Severe autoimmune hemolytic anemia following immunotherapy with checkpoint inhibitors in two patients with metastatic melanoma: a case report.

Introduction: Over the past decade, immune checkpoint inhibitors such as antibodies against cytotoxicity T-lymphocyte-associated protein 4 (CTLA-4) and programmed cell death protein 1 (PD-1) have become an important armamentarium against a broad spectrum of malignancies. However, these specific inhibitors can cause adverse autoimmune reactions by impairing self-tolerance. Hematologic side effects of immune checkpoint inhibitors, including autoimmune hemolytic anemia (AIHA), are rare but can be life-threatening.
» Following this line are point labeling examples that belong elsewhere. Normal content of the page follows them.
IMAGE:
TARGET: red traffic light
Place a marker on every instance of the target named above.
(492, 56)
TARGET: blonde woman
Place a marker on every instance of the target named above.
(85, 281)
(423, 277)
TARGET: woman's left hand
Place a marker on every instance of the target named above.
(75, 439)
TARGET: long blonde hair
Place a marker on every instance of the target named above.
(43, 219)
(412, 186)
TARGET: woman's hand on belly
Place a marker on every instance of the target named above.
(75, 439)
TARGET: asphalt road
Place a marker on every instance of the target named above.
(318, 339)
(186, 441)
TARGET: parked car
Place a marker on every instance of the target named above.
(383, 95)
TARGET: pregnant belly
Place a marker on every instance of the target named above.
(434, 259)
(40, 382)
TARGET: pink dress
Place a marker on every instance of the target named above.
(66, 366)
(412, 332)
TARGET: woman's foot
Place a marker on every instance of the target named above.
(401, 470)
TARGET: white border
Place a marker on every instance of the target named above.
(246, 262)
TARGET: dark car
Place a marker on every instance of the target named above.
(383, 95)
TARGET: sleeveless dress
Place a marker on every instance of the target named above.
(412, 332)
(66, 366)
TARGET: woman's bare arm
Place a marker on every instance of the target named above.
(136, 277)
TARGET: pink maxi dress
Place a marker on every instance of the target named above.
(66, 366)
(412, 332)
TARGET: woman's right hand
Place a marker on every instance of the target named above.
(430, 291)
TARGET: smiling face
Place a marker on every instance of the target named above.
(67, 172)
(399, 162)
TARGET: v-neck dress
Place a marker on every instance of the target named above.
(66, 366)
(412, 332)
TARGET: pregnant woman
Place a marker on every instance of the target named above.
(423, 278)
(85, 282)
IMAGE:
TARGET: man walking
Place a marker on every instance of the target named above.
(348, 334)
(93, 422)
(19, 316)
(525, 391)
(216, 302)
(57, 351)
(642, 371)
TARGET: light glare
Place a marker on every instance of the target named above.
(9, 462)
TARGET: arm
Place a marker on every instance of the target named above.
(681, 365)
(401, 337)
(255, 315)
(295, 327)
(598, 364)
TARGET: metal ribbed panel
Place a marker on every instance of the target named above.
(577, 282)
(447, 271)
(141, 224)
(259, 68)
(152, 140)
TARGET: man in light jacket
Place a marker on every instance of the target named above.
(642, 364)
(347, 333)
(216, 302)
Case report: Herein, we report two patients on immune checkpoint inhibitors for metastatic melanoma who developed AIHA with symptoms of dyspnea and fatigue. In the first patient, symptoms alleviated after discontinuation of combined anti CTLA-4 and anti-PD-1 therapy, initiation of corticosteroids and application of a single red blood cell transfusion. Due to subsequent progress of melanoma, combinational anti-PD-1 and tyrosine kinase inhibitor therapy was initiated based on multidisciplinary tumor board decision. After two months, she again developed the described hematological and clinical signs of AIHA leading to cessation of anti-PD-1 therapy and initiation of corticosteroids, which again resulted in an alleviation of her symptoms. Due to further progression, the patient received dacarbazine for several months before she decided to stop any therapy other than palliative supportive care. In the second patient, discontinuation of anti-PD-1 therapy and initiation of corticosteroids entailed a complete alleviation of his symptoms. After refusing chemotherapy due to subsequent melanoma progression, he received radiotherapy of bone metastases and is currently enrolled in a clinical trial. The patient did not develop AIHA ever since. Conclusion: Hematologic immune-related adverse events due to treatment with immune checkpoint inhibitors are rare but can have life-threatening consequences. If dyspnea and other clinical symptoms are present, AIHA should be considered as a potential cause and treated promptly in a multidisciplinary setting. An expanded comprehension of risk factors and pathogenesis of AIHA is needed to identify high-risk patients beforehand, leading to more effective predictive and reactive treatment approaches.